As mentioned by our colleagues in Core Services first year students have been given Edge Hill University Google Mail accounts. We’re a couple of months into the semester and roll out seems to have gone OK. Students have been able to happily click on the Mail link in GO and be taken directly to their mail. On their main GO Home tab they’ll also have seen the Mail box which unfortunately wasn’t compatible with Google Mail. This has now been fixed as you can see here:
Clicking on the “Google Mail” title will take you to your inbox. But a new thing with Google Mail is that you can now click on individual emails and be taken directly to that message in your inbox.
Please note that the Google Mail box only shows you unread mail. So if you haven’t got any new messages waiting then they won’t appear.
This was all made possible due to a new development we’ve recently completed. Password syncing to Google Apps. Previously when you logged into Google Mail you either came through GO or you were redirected through GO to login. This meant that we were dealing with authentication and checking your passwords directly against our systems before handing you off to Google. Now we sync GO passwords with Google so if your not accessing your email through a web browser Google can check your password with it’s copy.
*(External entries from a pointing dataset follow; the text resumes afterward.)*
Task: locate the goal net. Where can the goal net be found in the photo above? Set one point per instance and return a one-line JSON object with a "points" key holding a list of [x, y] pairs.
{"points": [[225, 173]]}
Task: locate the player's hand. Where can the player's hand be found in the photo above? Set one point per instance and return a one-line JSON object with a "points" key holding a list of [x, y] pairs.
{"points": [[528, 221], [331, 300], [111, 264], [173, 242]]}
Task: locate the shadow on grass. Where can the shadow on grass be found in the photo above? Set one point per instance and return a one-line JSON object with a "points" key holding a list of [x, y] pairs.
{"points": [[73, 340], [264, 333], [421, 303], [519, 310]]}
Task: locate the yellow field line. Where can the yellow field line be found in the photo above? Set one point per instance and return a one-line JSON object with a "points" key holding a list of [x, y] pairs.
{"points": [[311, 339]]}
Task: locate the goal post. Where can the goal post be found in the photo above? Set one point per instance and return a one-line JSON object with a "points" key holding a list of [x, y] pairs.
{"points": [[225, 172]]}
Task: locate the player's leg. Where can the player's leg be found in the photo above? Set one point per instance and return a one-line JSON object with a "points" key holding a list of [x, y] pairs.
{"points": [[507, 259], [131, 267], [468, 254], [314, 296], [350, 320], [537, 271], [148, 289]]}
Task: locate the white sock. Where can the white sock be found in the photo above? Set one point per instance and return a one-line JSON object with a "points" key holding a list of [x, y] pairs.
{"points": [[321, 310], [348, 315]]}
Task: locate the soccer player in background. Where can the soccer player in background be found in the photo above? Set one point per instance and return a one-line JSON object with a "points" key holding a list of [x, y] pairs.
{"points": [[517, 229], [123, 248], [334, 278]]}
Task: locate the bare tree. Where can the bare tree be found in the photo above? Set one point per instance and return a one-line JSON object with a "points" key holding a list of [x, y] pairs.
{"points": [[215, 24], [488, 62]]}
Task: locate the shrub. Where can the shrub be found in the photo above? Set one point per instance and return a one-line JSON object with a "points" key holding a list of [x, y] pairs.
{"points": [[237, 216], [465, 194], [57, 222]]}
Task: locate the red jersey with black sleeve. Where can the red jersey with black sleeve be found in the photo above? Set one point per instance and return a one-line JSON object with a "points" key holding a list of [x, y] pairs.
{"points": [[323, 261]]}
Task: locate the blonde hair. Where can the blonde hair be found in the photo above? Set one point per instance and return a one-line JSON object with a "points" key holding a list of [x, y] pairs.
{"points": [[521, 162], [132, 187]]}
Doing this enables you to get your Google Mail in any format you like. You can now follow Google’s instructions on how to setup your client for POP, IMAP and even ActiveSync for Windows Mobile and iPhone!
When following the instructions remember that you are a Google Apps user, and that your username for this is the one shown on the top right when your accessing your Edge Hill University Google Mail account.
Before contacting us with any problems ensure you check out Google’s very extensive Google Mail help.
So mobile is the next big thing, right? People have been saying that for the last 10 years! First WAP, then those crazy phones from Japan… Now we’ve got Apple iPhone and Google Android and Palm’s Pre and even Nokia have been able to produce some reasonable devices! With modern phones come modern web browsers and bundled data making it cost effective enough to browse the web for more than 30 seconds.
All these phones are capable of browsing the so-called “full web” but equally, users often expect a version of the site optimised for mobiles. That’s what we’ve been able to do on the Edge Hill blogging platform using a nifty little WordPress plugin called WPtouch.
It intercepts requests from certain mobile devices (currently iPhone, iPod Touch & Android) and a special theme with a few custom features to integrate more closely with phones. If you want to see the original site, there’s a toggle switch at the bottom of the page.
It’s available for all blogs hosted on blogs.edgehill.ac.uk so if you’ve got one of these phones, give it a try and let us know what you think. We’re starting to look into doing more for the mobile web both for the corporate site and for GO so keep an eye out for future developments.